«A los sacerdotes solo se nos pide que seamos expertos en misericordia» - Alfa y Omega

«A los sacerdotes solo se nos pide que seamos expertos en misericordia»

Pastores que transmitan al mundo esperanza, alegría y, sobre todo, misericordia. Esto es lo que necesita hoy la Iglesia, dijo el arzobispo de Madrid a los sacerdotes en la Misa Crismal celebrada este Miércoles Santo. Con monseñor Osoro, concelebraron el cardenal Rouco, arzobispo emérito; el obispo auxiliar, monseñor Martínez Camino; el nuncio, monseñor Renzo Fratini, y decenas de sacerdotes. Este es el texto de la homilía:

Redacción

Queridos hermanos sacerdotes. Diáconos. Queridos miembros de la vida consagrada. Seminaristas. Hermanos y hermanas que nos acompañáis en este día tan significativo para el ministerio sacerdotal como es la Misa Crismal, en la que los sacerdotes renuevan sus promesas sacerdotales y en la que vamos a bendecir y consagrar los santos óleos y el santo crisma:

El ministerio sacerdotal nació en el Cenáculo, junto con la Eucaristía. Al Papa san Juan Pablo II, cuando contemplaba la Eucaristía, le gustaba decir, que «la existencia sacerdotal ha de tener, por un título especial, forma eucarística». Esta forma eucarística nos hace experimentar siempre la necesidad de cultivar en nuestra vida dos dimensiones constitutivas y complementarias de la Iglesia: la comunión y la misión, la unidad y la tensión evangelizadora, la que todos los hombres esperan de nosotros y que adquiere forma convirtiéndonos en especialistas en promover el encuentro del hombre con Dios. A los sacerdotes no se nos pide más que lo que con gran acierto formula el Papa Francisco: que seamos expertos en ser rostros vivos de la misericordia. Jesús nos muestra ese rostro en una de las parábolas de la misericordia, donde nos hace ver el ministerio sacerdotal como el de unos hombres con un corazón en salida, que busca a los hombres y que lo hace bombeando tres esencias: alegría, esperanza y misericordia. Lo nuestro es vivir en explicitud y con la gracia del Señor lo que acabamos de escuchar: «El Espíritu del Señor está sobre mí, porque él me ha ungido. Me ha enviado para anunciar el Evangelio a los pobres, para anunciar a los cautivos la libertad, y a los ciegos la vista; para dar libertad a los oprimidos, para anunciar el año de gracia del Señor» (cfr. Lc 4, 16-21). Y con obras y palabras hablar de «Aquel que nos ama» y mostrar quién es: «Yo soy el Alfa y la Omega, el que es, el que era y el que viene, el todopoderoso»; acercar y «regalar la gracia y la paz de parte de Jesucristo» es nuestro menester. (cfr. Ap 1, 5-8).

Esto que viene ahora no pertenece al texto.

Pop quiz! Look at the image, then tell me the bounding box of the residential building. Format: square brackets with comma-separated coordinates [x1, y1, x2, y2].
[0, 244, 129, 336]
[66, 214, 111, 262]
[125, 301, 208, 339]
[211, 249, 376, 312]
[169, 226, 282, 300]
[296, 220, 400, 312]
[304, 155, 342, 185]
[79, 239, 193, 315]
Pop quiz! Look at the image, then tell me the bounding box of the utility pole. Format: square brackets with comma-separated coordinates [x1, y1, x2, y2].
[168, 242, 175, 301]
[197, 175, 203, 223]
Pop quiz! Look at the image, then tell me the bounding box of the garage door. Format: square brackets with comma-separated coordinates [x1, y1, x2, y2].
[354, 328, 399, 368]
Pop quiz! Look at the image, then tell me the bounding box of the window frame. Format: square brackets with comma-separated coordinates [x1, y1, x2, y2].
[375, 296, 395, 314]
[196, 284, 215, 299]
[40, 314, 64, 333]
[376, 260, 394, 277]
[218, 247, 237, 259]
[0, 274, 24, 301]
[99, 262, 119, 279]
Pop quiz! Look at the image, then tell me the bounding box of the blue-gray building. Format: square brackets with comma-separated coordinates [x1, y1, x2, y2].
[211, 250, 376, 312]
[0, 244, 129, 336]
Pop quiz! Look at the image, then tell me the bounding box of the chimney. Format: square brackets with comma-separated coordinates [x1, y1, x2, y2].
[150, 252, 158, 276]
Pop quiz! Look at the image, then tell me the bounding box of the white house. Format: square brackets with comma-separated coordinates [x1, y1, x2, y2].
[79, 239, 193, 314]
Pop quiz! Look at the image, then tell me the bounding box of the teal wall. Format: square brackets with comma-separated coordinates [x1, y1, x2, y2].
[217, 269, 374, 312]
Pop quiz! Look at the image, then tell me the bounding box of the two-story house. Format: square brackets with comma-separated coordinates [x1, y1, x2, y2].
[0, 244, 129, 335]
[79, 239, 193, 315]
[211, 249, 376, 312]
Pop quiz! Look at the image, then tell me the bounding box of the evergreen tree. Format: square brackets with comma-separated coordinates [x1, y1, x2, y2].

Por la ordenación sacerdotal hemos sido revestidos de Cristo, para actuar in persona Christi. La imagen que mejor nos describe esto es la parábola de la oveja perdida, una de las parábolas de la misericordia (cfr. Lc 15, 1-7). En ella se nos muestra con una belleza extraordinaria la tarea y misión de Jesucristo como Buen Pastor y se nos regala la identidad que como pastores hemos de vivir. Tres expresiones resumen esta misión:

Mirar con los ojos de Jesús, con una mirada de profundidad: ver por dónde caminan y qué sensibilidades mueven la vida a los hombres en cada momento para acercarles su amor. La mirada de Jesús es doble, como ha de ser la nuestra: mirada a los que están conmigo y cerca de mí, pero también muy atentos a los que están lejos para ir a buscarlos con prontitud y traerlos junto a los otros, para formar una única familia. Buscarlos para que conozcan a Jesucristo y estén al lado de quien es el Camino, la Verdad y la Vida. Esto no es cuestión secundaria.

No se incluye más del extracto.